The abundant discordance between evolutionary relationships across the genome has rekindled interest in methods for comparing and averaging trees on a shared leaf set. However, most attempts at comparing and matching trees have focused on tree topology. Comparing branch lengths has been more elusive due to several challenges. Species tree branch lengths can be measured in various units, often different from gene trees. Moreover, rates of evolution change across the genome, the species tree, and specific branches of gene trees. These factors compound the stochasticity of coalescence times and estimation noise, making branch lengths highly heterogeneous across the genome. For many downstream applications in phylogenomic analyses, branch lengths are as important as the topology, and yet, existing tools to compare and combine weighted trees are limited. In this paper, we address the question of matching one tree to another, accounting for their branch lengths. We define a series of computational problems called Topology-Constrained Metric Matching (TCMM) that seek to transform the branch lengths of a query tree based on a reference tree. We show that TCMM problems can be solved in quadratic time and memory using a linear algebraic formulation coupled with dynamic programming preprocessing. While many applications can be imagined for this framework, we explore two applications in this paper: embedding leaves of gene trees in Euclidean space to find outliers potentially indicative of errors and summarizing gene tree branch lengths onto the species tree. In these applications, our method, when paired with existing methods, increases their accuracy at limited computational expense.

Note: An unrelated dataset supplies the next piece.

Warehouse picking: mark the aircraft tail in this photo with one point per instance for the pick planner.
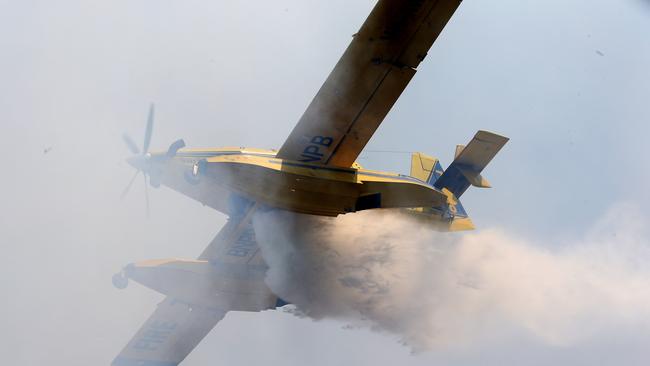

The software is available at https://github.com/shayesteh99/TCMM.git . Data is available on Github https://github.com/shayesteh99/TCMM-Data.git .
全基因组进化关系之间存在大量不一致,这重新引发了人们对在共享叶集上比较和平均树的方法的兴趣。然而,大多数比较和匹配树的尝试都集中在树的拓扑结构上。由于存在几个挑战,比较分支长度一直更加难以捉摸。物种树的分支长度可以用各种单位来衡量,这些单位通常与基因树的不同。此外,进化速率在全基因组、物种树以及基因树的特定分支中都会发生变化。这些因素加剧了合并时间的随机性和估计噪声,使得基因组中分支长度高度异质。在系统发育基因组分析的许多下游应用中,分支长度与拓扑结构同样重要,然而,现有的比较和组合加权树的工具却很有限。在本文中,我们解决了考虑分支长度将一棵树与另一棵树进行匹配的问题。我们定义了一系列称为拓扑约束度量匹配(TCMM)的计算问题,旨在根据参考树变换查询树的分支长度。我们表明,使用线性代数公式结合动态规划预处理,TCMM问题可以在二次时间和内存内解决。虽然可以想象这个框架有许多应用,但我们在本文中探索了两个应用:将基因树的叶嵌入欧几里得空间以找到可能指示错误的异常值,以及将基因树分支长度汇总到物种树上。在这些应用中,我们的方法与现有方法结合使用时,能以有限的计算成本提高其准确性。